I have the honor to inclose, for your information, a copy of the instructions which have been issued, in compliance with your requisition (communicated to me in a letter from the Secretary at War, dated the 7 inst.) for organizing and holding in readiness to march at a moment’s warning, a corps of the Militia of Pena, amounting to 5,200, non commissioned officers & privates, with a due proportion of Commissioned officers.1 I am, with perfect respect Sir Yr

Df, in the writing of Alexander James Dallas, PHarH: Executive Correspondence, 1790-99; LB, PHarH: Executive Letterbooks.
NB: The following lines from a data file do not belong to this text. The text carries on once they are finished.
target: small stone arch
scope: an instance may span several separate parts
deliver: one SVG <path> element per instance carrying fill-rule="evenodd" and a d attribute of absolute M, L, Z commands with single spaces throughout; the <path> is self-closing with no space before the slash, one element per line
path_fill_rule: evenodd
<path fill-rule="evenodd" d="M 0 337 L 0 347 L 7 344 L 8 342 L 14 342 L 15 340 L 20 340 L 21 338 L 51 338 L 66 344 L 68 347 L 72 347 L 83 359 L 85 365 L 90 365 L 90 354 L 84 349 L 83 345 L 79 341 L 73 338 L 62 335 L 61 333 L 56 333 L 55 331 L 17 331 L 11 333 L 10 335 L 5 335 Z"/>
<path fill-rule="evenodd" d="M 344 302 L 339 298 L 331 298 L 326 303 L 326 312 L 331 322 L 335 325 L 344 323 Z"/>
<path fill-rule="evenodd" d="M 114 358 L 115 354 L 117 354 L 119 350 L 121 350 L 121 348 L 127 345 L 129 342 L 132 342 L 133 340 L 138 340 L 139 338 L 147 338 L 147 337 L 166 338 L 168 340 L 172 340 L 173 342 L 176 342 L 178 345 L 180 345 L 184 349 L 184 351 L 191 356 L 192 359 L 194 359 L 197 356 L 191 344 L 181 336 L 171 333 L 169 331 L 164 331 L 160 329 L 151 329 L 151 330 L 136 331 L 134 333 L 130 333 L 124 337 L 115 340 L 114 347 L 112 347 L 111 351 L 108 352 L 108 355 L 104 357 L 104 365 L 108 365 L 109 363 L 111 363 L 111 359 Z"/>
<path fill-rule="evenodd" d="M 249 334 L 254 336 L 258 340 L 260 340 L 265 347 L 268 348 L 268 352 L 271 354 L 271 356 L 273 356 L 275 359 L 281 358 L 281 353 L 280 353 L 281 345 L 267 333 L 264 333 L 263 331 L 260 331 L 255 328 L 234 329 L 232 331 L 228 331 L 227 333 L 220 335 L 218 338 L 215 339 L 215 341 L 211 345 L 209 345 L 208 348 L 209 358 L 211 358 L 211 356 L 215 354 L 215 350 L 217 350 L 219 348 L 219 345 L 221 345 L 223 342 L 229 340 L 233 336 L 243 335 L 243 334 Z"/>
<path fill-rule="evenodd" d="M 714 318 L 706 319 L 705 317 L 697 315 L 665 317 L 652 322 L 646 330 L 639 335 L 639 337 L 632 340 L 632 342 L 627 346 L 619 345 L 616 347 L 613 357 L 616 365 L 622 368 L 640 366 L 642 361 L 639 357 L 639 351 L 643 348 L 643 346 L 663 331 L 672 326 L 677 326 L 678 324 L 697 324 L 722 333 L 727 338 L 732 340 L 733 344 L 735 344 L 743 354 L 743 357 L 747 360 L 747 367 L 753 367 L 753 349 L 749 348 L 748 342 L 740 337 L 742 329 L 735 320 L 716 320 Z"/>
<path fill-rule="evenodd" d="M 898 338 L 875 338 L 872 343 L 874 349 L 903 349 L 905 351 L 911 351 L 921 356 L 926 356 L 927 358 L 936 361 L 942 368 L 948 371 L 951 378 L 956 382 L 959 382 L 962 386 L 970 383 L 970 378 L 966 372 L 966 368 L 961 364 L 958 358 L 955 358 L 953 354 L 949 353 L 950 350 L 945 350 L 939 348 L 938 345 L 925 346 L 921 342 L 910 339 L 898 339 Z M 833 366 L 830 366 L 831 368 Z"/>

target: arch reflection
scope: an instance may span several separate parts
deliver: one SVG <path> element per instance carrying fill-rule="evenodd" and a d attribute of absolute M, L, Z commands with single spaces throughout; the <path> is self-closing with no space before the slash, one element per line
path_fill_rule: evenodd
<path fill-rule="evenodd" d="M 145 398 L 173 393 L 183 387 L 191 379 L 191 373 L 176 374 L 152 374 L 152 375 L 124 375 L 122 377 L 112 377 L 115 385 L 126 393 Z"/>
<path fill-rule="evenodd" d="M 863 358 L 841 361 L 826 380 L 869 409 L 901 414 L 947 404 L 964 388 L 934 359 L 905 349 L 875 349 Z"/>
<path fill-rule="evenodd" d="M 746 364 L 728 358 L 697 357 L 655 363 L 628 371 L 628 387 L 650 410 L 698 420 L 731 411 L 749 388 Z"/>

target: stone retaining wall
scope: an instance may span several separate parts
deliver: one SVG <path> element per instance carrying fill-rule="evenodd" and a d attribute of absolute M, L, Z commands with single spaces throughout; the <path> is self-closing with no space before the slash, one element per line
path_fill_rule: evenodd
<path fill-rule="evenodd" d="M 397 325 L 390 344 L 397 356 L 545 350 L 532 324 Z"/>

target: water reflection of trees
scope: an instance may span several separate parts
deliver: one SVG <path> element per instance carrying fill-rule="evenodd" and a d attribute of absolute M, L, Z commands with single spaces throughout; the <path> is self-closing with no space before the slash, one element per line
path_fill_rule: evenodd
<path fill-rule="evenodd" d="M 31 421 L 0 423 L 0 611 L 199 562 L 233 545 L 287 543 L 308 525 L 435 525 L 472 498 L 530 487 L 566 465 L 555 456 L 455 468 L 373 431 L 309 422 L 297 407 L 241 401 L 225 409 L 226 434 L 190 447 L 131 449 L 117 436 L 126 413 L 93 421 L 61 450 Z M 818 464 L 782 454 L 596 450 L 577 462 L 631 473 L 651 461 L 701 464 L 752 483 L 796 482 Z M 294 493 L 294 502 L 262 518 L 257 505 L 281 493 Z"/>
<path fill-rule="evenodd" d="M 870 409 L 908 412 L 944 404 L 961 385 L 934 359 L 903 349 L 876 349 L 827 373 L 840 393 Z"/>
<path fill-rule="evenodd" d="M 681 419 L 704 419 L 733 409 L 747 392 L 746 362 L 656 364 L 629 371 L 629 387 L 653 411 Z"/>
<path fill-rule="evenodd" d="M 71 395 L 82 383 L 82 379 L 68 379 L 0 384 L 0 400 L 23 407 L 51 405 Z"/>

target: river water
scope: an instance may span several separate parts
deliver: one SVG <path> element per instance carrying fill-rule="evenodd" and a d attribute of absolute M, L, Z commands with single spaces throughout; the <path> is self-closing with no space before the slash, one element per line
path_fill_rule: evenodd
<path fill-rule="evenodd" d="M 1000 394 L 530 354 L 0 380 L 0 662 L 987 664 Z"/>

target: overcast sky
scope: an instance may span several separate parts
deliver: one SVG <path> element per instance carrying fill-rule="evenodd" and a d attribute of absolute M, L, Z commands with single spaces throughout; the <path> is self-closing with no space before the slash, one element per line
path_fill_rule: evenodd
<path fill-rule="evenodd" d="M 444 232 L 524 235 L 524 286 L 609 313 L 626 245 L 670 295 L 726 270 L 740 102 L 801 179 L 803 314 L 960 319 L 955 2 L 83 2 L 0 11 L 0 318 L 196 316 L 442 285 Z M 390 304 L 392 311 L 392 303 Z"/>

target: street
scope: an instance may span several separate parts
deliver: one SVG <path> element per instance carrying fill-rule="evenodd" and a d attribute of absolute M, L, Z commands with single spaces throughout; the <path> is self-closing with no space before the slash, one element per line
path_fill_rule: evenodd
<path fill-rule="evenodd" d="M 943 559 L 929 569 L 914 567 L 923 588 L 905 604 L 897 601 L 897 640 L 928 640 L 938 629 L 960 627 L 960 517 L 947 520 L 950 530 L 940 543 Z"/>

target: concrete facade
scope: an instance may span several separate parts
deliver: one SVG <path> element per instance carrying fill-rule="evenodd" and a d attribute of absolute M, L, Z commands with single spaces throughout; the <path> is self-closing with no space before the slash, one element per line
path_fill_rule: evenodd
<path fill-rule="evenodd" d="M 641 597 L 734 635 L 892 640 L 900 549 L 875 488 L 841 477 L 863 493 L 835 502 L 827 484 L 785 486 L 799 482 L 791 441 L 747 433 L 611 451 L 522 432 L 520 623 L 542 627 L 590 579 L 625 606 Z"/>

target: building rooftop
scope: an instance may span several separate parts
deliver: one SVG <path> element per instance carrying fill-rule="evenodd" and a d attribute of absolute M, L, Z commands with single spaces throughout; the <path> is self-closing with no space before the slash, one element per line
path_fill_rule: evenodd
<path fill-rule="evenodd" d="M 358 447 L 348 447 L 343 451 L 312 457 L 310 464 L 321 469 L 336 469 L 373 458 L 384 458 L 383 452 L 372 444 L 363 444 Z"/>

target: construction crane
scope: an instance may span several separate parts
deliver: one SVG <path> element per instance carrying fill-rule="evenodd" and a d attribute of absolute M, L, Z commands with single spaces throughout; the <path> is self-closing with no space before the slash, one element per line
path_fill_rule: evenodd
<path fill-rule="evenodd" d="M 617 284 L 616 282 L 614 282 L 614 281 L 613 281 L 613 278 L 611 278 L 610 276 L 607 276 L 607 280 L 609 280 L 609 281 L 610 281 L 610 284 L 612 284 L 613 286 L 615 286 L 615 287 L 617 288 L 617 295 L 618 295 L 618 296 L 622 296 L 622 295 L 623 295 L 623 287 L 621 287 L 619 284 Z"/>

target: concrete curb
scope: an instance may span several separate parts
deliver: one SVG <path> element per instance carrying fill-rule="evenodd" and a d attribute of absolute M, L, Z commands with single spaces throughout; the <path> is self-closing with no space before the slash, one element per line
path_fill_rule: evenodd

On 11 Aug., GW sent this letter to Alexander Hamilton "to act upon during the Secy. of War’s absence" (JPP description begins Dorothy Twohig, ed. The Journal of the Proceedings of the President, 1793–1797. Charlottesville, Va., 1981. description ends , 317-18).

1Mifflin wrote Pennsylvania adjutant general Josiah Harmar on 8 Aug. instructing him to "forthwith issue General Orders" calling out militia in accordance with the requisition. Mifflin added, "I must entreat the most pointed attention, as well on your part, as on the part of the corps that is to be drafted, for the purpose of manifesting a just sense of the obedience which is due to the laws of our country, and the patriotic zeal with which the Freemen of Pennsylvania will, on every emergency, maintain the government that they have established." He "seriously lamented, that an occasion should ever arise for arming one part of the community against the other" and expressed hope for conciliation, but stated that if conciliation should fail, "the issue must be, whether, upon the pure principles of a Republican Government, the minority shall be allowed by violence to supercede the will of the majority; to substitute the law of arms, for the law of reason; and fatally to convert the peace, happiness, and order, which we now enjoy, into a scene of war, wretchedness, and anarchy" (PHarH: Executive Correspondence, 1790-99).

For Secretary of War Henry Knox’s letter to Mifflin of 7 Aug., see Proclamation, 7 Aug., source note.